2022 APFS Advent Challenge Day 2 - Kinds of Objects

Friday, December 2, 2022

As we discussed in our last post, objects are the fundamental building blocks of APFS. While there are many different object types, each individual object can be one of three kinds: physical, virtual, or ephemeral. While each of these objects can be found on disk, there are differences in their lifetimes as well as the techniques needed to locate them.

Physical Objects

Physical Objects are objects that are always stored at a fixed location on disk. You can think of these kinds of objects as being “owned” and managed directly by the APFS Container itself. (We will discuss containers in an upcoming post in this series.)

Locating a physical object on disk via its object identifier (oid) is trivial, because its oid will always be the same as its starting block number. APFS block numbers are zero-indexed; therefore, we can locate a physical object on disk by multiplying its oid by the block size of the container. For example, if we have an APFS container that is configured with a 0x1000 byte (4 KiB) block size, the physical object with oid 5 will be located at byte offset 0x5000 of the physical storage media.

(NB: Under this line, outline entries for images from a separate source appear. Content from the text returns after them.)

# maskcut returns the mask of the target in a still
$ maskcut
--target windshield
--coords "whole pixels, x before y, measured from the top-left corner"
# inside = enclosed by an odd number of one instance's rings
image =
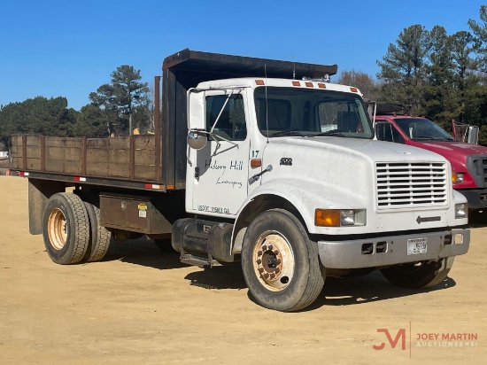
[[[373,137],[362,99],[356,94],[259,87],[254,97],[258,126],[266,136]]]
[[[397,118],[395,121],[414,141],[454,141],[444,129],[425,118]]]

NOTE: These calculations can be slightly more complicated when dealing with Fusion Containers, but we’ll discuss those details in a future post.

Because physical objects use direct addressing, there can only ever be one version of these objects on disk. If a physical object is copied, an entirely new physical object will be created with a different oid. Once an APFS object is no longer being referenced by any other object, its underlying storage blocks are subject to reuse. If they are ever reused by another physical object, the newer object will have the same oid, but can be differentiated from the original object given that it will have a higher transaction identifier (xid).

Virtual Objects

Virtual Objects represent the majority of all objects in APFS. They are not stored at fixed locations on disk, and do not have direct relationships between their oid and storage location. All virtual objects are “owned” by an Object Map (OMAP). OMAPs are tree-like structures that are used to manage the lifetimes of virtual objects and are used to lookup the their block-storage location on physical. You can look forward to a detailed discussion of object maps in a future post in this series. Suffice it to say that OMAPs are key/value stores that allow you to efficiently locate a virtual object’s blocks by using it’s oid and xid as keys.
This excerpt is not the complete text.